Ce nouveau protocole de l’ABM, que vous pouvez télécharger en bas de la page ainsi que les deux protocoles qu'il a remplacés, a suscité pas mal de réactions dans la communauté de l'allaitement, car il bouscule les données précédentes, notamment en ce qui concerne la prise en charge de l’engorgement, de la mastite et des canaux bouchés, et qu’il semble ne pas prendre en compte le retour d’expérience des mères.
Nous publions ci-dessous le commentaire écrit par Carmela Baeza, Jose Maria Paricio-Talayero, Monica Pina et Concepcion De Alba, et publié dans le numéro de novembre 2022 de Breastfeeding Medicine.

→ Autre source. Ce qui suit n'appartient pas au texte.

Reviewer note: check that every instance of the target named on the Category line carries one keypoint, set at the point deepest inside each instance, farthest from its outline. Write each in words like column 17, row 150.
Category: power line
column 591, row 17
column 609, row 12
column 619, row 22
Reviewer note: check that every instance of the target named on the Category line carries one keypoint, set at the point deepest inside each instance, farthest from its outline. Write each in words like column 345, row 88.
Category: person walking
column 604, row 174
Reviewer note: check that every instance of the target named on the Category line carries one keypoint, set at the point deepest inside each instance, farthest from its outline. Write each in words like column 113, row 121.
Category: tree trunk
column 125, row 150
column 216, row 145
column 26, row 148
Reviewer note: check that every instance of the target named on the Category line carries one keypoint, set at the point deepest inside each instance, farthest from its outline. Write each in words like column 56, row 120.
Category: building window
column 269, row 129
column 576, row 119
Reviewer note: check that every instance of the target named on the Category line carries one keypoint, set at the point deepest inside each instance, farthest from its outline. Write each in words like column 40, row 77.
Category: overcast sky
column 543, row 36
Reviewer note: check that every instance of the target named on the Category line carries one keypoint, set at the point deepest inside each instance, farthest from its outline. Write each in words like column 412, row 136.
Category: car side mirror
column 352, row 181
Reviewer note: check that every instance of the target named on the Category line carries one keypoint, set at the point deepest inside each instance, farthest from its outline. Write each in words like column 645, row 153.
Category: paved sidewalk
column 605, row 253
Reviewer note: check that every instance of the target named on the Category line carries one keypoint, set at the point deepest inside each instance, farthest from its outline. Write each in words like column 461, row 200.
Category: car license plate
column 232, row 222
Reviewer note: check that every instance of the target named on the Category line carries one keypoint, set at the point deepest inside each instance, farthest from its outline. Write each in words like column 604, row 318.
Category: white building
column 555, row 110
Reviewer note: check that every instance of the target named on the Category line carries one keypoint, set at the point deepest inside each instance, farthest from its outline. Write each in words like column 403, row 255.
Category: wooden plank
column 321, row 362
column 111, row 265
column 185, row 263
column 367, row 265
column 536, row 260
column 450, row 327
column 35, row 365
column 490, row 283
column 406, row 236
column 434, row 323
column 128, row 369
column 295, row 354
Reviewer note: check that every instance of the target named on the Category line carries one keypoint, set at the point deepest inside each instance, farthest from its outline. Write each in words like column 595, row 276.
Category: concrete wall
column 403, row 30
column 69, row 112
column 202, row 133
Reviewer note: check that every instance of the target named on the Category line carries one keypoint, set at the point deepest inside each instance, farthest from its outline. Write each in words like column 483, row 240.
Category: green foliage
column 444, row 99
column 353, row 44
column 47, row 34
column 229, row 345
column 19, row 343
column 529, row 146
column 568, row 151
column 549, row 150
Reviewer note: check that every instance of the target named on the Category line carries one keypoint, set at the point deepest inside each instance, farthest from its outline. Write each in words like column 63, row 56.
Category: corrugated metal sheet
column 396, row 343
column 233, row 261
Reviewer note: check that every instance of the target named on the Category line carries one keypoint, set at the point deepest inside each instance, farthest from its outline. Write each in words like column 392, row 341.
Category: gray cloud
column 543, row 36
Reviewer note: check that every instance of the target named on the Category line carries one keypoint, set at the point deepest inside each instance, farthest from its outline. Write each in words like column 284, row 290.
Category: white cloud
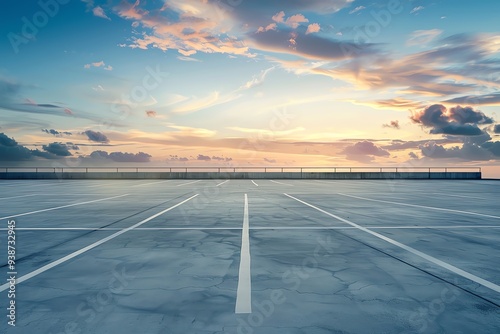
column 99, row 12
column 312, row 28
column 357, row 9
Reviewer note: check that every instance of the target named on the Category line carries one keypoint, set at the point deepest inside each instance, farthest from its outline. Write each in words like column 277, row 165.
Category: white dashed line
column 244, row 292
column 429, row 258
column 89, row 247
column 62, row 206
column 422, row 206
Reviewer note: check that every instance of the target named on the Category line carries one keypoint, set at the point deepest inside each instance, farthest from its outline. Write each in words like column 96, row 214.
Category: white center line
column 17, row 196
column 422, row 206
column 183, row 184
column 451, row 227
column 62, row 206
column 429, row 258
column 244, row 292
column 285, row 184
column 89, row 247
column 222, row 183
column 468, row 197
column 147, row 184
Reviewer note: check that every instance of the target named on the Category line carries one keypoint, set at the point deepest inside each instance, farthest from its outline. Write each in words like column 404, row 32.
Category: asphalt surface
column 156, row 256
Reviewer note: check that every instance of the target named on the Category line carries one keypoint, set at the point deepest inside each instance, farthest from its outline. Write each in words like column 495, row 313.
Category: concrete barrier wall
column 241, row 175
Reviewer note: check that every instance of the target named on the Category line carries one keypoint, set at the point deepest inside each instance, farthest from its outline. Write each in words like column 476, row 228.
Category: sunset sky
column 250, row 82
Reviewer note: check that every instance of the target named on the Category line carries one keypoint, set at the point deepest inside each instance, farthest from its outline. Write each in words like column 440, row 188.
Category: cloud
column 99, row 12
column 468, row 151
column 279, row 17
column 96, row 136
column 98, row 64
column 11, row 151
column 151, row 113
column 392, row 124
column 459, row 120
column 270, row 26
column 364, row 151
column 59, row 149
column 357, row 9
column 295, row 20
column 203, row 157
column 312, row 28
column 196, row 104
column 416, row 9
column 492, row 99
column 309, row 45
column 120, row 156
column 221, row 158
column 257, row 80
column 422, row 37
column 56, row 133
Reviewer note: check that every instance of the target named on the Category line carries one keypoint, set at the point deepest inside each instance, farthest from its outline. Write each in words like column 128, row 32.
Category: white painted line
column 285, row 184
column 147, row 184
column 18, row 196
column 183, row 184
column 468, row 197
column 98, row 185
column 244, row 292
column 429, row 258
column 62, row 206
column 422, row 206
column 222, row 183
column 253, row 228
column 89, row 247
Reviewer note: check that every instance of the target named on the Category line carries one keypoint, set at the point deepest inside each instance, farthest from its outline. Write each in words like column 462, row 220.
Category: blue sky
column 240, row 82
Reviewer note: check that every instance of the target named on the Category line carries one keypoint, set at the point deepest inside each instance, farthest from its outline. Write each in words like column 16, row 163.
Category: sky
column 408, row 83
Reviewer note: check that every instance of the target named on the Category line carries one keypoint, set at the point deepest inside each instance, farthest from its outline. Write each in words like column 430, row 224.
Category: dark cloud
column 468, row 151
column 203, row 157
column 309, row 45
column 58, row 149
column 413, row 155
column 396, row 145
column 392, row 124
column 96, row 136
column 120, row 156
column 56, row 133
column 461, row 121
column 488, row 99
column 221, row 158
column 364, row 151
column 11, row 151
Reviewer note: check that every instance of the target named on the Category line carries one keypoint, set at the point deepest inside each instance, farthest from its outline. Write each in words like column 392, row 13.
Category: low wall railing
column 266, row 169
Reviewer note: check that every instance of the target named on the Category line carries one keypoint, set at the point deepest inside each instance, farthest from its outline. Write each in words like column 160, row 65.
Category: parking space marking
column 89, row 247
column 63, row 206
column 285, row 184
column 244, row 292
column 418, row 253
column 422, row 206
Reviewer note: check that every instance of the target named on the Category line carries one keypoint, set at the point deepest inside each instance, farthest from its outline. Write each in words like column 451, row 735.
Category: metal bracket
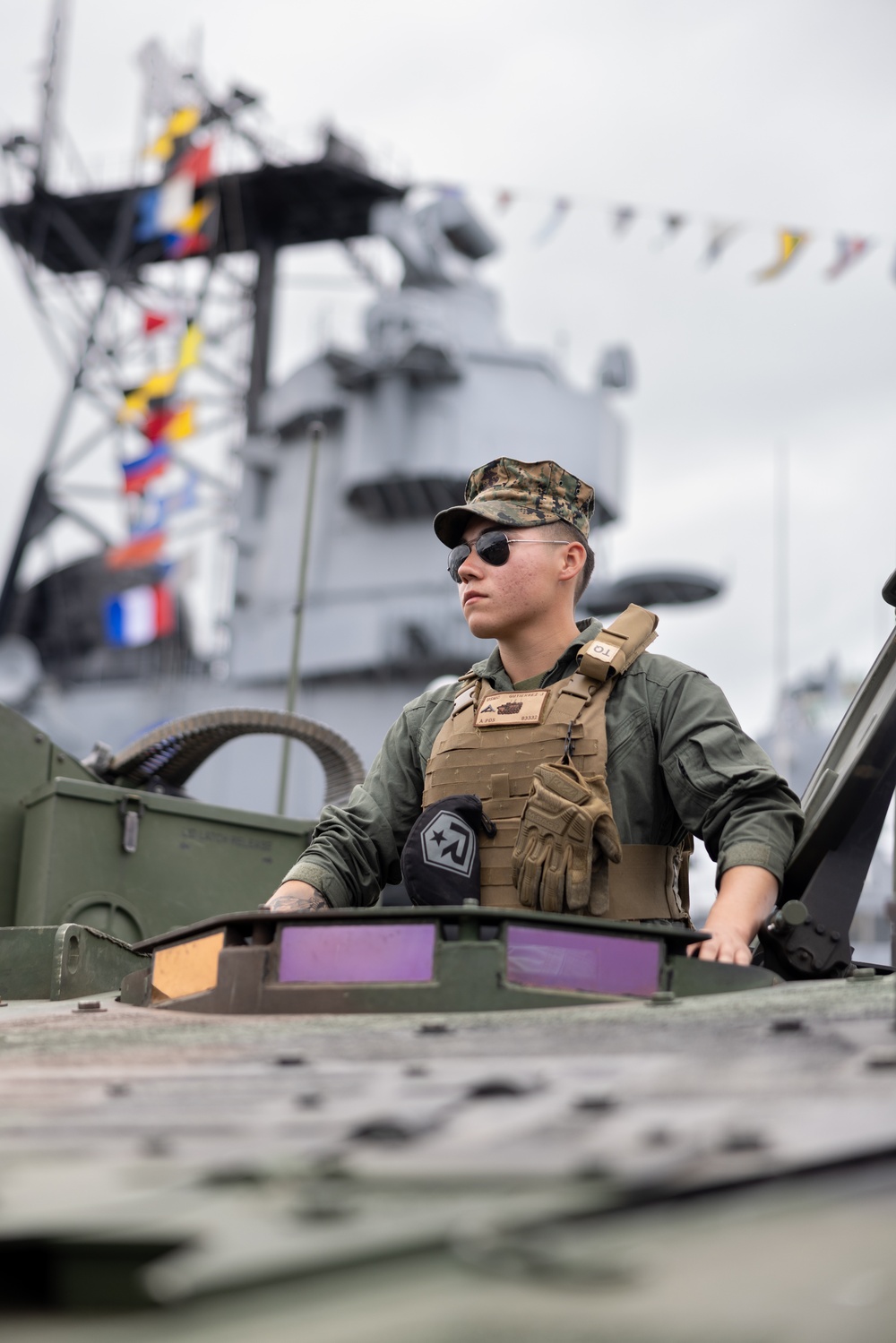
column 131, row 810
column 820, row 946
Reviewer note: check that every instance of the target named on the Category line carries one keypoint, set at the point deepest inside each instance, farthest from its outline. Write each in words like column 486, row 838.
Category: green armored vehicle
column 405, row 1123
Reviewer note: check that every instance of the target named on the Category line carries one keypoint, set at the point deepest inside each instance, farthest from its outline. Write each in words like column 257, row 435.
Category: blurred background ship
column 155, row 570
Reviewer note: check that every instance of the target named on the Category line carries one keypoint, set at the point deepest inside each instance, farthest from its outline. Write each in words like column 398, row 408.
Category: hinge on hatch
column 131, row 810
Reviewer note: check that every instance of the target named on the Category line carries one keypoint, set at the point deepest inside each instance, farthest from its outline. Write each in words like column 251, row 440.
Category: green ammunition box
column 136, row 864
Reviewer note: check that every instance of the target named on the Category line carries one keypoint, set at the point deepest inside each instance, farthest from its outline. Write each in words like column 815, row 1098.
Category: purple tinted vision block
column 590, row 963
column 367, row 954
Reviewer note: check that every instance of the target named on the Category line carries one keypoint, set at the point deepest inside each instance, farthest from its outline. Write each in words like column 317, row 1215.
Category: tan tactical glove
column 565, row 820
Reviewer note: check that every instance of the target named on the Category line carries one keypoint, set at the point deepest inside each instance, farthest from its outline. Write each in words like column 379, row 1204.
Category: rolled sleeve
column 723, row 786
column 357, row 849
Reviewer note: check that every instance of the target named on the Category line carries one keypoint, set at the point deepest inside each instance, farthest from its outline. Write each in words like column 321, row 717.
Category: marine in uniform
column 590, row 763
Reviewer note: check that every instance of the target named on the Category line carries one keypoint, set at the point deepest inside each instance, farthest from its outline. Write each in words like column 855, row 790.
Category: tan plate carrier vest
column 497, row 763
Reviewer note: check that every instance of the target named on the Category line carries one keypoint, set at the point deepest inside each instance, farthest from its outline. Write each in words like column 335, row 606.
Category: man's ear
column 573, row 559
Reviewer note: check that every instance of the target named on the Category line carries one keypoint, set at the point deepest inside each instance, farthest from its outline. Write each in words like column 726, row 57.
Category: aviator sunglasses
column 492, row 547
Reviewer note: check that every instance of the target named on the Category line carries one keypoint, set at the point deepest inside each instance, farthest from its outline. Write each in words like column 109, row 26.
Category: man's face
column 500, row 600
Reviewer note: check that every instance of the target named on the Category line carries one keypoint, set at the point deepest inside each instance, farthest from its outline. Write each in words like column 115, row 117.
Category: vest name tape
column 511, row 708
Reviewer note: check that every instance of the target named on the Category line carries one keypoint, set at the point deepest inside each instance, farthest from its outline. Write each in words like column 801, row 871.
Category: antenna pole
column 50, row 91
column 780, row 579
column 316, row 431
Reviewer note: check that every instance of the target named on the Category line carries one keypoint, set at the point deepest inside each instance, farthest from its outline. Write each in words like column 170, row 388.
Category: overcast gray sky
column 772, row 113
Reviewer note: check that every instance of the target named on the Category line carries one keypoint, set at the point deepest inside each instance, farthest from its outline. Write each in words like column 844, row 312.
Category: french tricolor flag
column 140, row 616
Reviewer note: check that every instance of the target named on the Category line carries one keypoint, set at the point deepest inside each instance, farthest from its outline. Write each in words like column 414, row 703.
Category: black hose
column 168, row 755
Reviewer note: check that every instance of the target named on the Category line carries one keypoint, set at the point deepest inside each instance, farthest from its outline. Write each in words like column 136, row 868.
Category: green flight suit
column 678, row 762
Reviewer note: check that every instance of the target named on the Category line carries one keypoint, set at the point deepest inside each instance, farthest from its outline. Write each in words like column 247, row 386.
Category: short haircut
column 567, row 532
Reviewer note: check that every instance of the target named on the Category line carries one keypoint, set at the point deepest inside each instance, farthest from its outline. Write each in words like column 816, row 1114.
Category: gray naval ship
column 435, row 390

Commentaire sur le nouveau Protocole clinique # 36 sur le spectre des mastites
Les abonnés de Breastfeeding Medicine se fient aux protocoles de l’Academy of Breastfeeding Medicine pour ce qui est de la qualité de leurs informations fondées sur les preuves. Les auteurs de ce commentaire se disent toutefois négativement surpris par le dernier protocole sur le spectre des mastites. Ils estiment que les preuves manquent concernant certaines affirmations et qu’il contient un tas d’hypothèses qui ne devraient pas être incluses dans un tel protocole.
La définition donnée pour la mastite est : une complication maternelle courante de la lactation. En médecine, une maladie peut présenter des complications, pas un processus naturel. La pneumonie n’est pas une complication de la respiration. Par ailleurs, remplacer le terme "mastite" par "spectre des mastites" constitue un pas en arrière, car cela implique une perte de précision scientifique. Les facteurs prédisposants, la mastite elle-même et ses complications sont regroupés sous le terme de "spectre". Des études plus solides sur la mastite sont certes nécessaires, mais c’est une entité qui a une définition clinique claire, que nous savons diagnostiquer et traiter. Inclure la mastite dans un spectre ajoute des nuances complexes qui ne sont pas scientifiquement justifiées. Les auteurs du protocole estiment que les mastites englobent un spectre de conditions, mais ils ne fournissent aucune preuve pour cette affirmation.
Principes généraux
Les auteurs disent que la lumière des canaux lactifères peut être rétrécie par l’œdème et la congestion sanguine associés à l’hyperlactation et à la dysbiose. La référence citée (n° 5) est une étude sur la candidose mammaire, dont l’un des auteurs a aussi participé à la rédaction de ce protocole (JM Rodriguez), et dans laquelle il n’est pas fait mention de l’hyperlactation ou de la dysbiose. Ce texte donne une description confuse et non référencée des facteurs prédisposants, au lieu de la liste claire donnée par la version précédente de ce protocole sur les mastites.
Engorgement
Les auteurs du protocole disent qu’il s’agit d’une entité clinique distincte. Les auteurs de ce commentaire sont d’accord, et ils ne comprennent pas pourquoi il doit être considéré comme faisant partie du "spectre" des mastites.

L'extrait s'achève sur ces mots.